What my question isnt:
- Efficient way to maintain a h2o data frame
- H2O running slower than data.table R
- Loading data bigger than the memory size in h2o
Hardware/Space:
- 32 Xeon threads w/ ~256 GB Ram
- ~65 GB of data to upload. (about 5.6 billion cells)
Problem:
It is taking hours to upload my data into h2o. This isn't any special processing, only "as.h2o(...)".
It takes less than a minute using "fread" to get the text into the space and then I make a few row/col transformations (diff's, lags) and try to import.
The total R memory is ~56GB before trying any sort of "as.h2o" so the 128 allocated shouldn't be too crazy, should it?
Question:
What can I do to make this take less than an hour to load into h2o?

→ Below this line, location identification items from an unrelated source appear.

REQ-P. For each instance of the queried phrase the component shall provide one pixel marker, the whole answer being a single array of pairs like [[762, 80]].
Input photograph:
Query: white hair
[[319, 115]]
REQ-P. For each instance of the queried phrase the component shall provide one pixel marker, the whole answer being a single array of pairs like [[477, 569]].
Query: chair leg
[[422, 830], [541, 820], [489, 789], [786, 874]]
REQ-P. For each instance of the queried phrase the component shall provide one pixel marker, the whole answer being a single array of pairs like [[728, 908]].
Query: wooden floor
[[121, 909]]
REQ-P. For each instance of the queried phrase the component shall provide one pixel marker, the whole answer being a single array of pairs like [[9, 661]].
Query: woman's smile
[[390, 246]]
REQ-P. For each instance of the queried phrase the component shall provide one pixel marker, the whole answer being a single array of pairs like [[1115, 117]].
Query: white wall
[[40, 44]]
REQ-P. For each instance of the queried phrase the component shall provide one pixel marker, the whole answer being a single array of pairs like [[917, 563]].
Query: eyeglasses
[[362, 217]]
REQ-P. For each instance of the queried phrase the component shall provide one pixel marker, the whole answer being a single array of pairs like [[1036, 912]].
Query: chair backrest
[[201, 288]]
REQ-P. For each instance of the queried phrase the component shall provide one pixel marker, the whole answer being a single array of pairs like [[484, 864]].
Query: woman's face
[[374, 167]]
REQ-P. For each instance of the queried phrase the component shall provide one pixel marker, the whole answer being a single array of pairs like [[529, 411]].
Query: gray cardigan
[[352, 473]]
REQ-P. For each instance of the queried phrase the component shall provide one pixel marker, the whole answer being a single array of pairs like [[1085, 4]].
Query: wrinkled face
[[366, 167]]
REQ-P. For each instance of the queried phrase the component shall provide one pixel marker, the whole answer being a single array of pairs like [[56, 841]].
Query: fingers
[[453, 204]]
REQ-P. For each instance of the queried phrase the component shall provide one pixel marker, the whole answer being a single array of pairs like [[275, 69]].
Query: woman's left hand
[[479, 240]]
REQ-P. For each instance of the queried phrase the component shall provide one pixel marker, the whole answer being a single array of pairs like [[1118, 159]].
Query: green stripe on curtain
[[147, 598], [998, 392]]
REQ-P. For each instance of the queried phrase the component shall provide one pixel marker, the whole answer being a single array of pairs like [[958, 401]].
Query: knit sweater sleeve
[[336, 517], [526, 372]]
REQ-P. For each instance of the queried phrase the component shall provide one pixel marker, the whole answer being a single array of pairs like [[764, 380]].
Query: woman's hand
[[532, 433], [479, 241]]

It should take from a minute to a few minutes, no longer.
What I have tried:
- bumping ram up to 128 GB in 'h2o.init'
- using slam, data.table, and options( ...
- convert to "as.data.frame" before "as.h2o"
- write to csv file (r write.csv chokes and takes forever. It is writing a lot of GB though, so I understand).
- write to sqlite3, too many columns for a table, which is weird.
- Checked drive cache/swap to make sure there are enough GB there. Perhaps java is using cache. (still working)
Update:
So it looks like my only option is to make a giant text file and then use "h2o.importFile(...)" for it. I'm up to 15GB written.
Update2:
It is a hideous csv file, at ~22GB (~2.4Mrows, ~2300 cols). For what it was worth, it took from 12:53pm until 2:44PM to write the csv file. Importing it was substantially faster, after it was written.